The Kingdom of the Netherlands is one of the 51 founding members of the United Nations having signed the United Nations Conference on International Organization in 1945. It primarily represents the northwestern European country of the Netherlands, although it also represents the smaller island countries of Aruba, Curaçao, and Sint Maarten under the Kingdom's control.

The Netherlands has been a non-permanent member of the UN Security Council for six terms (a total of 10 years), with the most recent being a 2018 one-year term.

The Netherlands is a charter member of the United Nations and participates in all of its specialised agencies. It is home to The Hague, which is the headquarters of the International Court of Justice and Organisation for the Prohibition of Chemical Weapons. The Netherlands has contributed 13 troops to United Nations peacekeeping efforts as of 2024.

== Classification ==

The Kingdom of Netherlands participates in the Western European and Others Group regional grouping. Its constituent countries are part of different geographical subregions: The Netherlands is part of Western Europe while Aruba, Curaçao, and Sint Maarten are part of the Caribbean subregion and Latin America and the Caribbean (LAC) intermediary region. In addition, the Caribbean Netherlands non-country islands of Bonaire, Sint Eustatius, and Saba also belong to the Caribbean subregion and LAC intermediary region.

== Activities ==
=== Funding ===
The regular budget of the United Nations is financed through compulsory contributions from its member states. From 2022 to 2024, the Netherlands contributed 1.356% of the UN regular budget. This placed the Netherlands as the 15th nation by contribution amount.

=== Security Council ===
The Netherlands has held a non-permanent seat in the United Nations Security Council six times since its entry in 1945.

Security Council terms
| Election | Votes (Pl.-Rd.) | Term |
|---|---|---|
| January 1946 | 37/50 (5th-R1) | 1946 |
| 1950 | 47/59 (2nd-R1) | 1951–52 |
| 1964 | Assembly motion | 1965–66 |
| 1983 | 103/155 (1st-R2) | 1983–84 |
| 1998 | 122/176 (2nd-R1) | 1999–00 |
| 2017 | 184/188 (1st-R1) | 2018 |

=== Peacekeeping ===
As of September 2025, the Netherlands participates in two peacekeeping missions led by the UN.

Peacekeeping missions
| Region | Mission | Personnel |
|---|---|---|
| Lebanon | United Nations Interim Force in Lebanon (UNIFIL) | 1 |
| Middle East and North Africa | United Nations Truce Supervision Organization (UNTSO) | 11 |

== Positions held ==
The Netherlands has had one President of the United Nations General Assembly in Eelco van Kleffens, who served in 1954. Eleven Dutch representatives have served as President of the United Nations Security Council and two Dutch representatives have headed the Economic and Social Council. The nation has served on the United Nations Credentials Committee six times.

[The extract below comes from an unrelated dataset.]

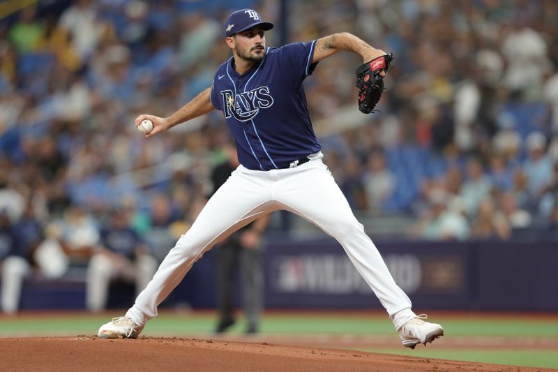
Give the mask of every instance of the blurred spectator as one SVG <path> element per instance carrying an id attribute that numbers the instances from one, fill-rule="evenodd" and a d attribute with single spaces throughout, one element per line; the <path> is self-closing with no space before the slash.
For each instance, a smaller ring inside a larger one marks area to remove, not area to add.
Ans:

There has been one Dutch permanent judge of the International Court of Justice. Two Dutch judges have also served on the court on an ad hoc basis.

The Netherlands has never held the Secretary-General of the United Nations or Deputy Secretary-General of the United Nations positions.

United Nations positions held
| Position | Person | Term |
| President of the United Nations General Assembly | Eelco van Kleffens | 1954 |
| Presidency of the United Nations Security Council | 17 July–16 August 1946 |
| D. J. von Balluseck | March 1951, April 1951, March 1952 |
| J. G. de Beus | June 1965, May 1966 |
| Max van der Stoel | December 1983 |
| Peter van Walsum | September 1999, November 2000 |
| Jozias van Aartsen | September 1999, November 2000 |
| Eveline Herfkens | November 2000 |
| Karel van Oosterom | March 2018 |
Sigrid Kaag
Stef Blok
Mark Rutte
| President of the United Nations Economic and Social Council | C. W. A. Schurmann | 1960 |
| Hugo Scheltema | 1979 |
| Permanent judges of the International Court of Justice | Pieter Kooijmans | 1997-2006 |
| Judges sitting ad hoc on the International Court of Justice | Johannes Offerhaus | 1957-1958 |
| Willem Riphagen | 1962-1970 |
| United Nations Credentials Committee | — | 1956, 1976, 1981, 1986, 1996, 2016 |

== Permanent representative ==

The Netherlands has a mission to the UN led by a permanent representative, also known as a UN Ambassador. The position is currently held by Lise Gregoire-van Haaren, who presented credentials in October 2024.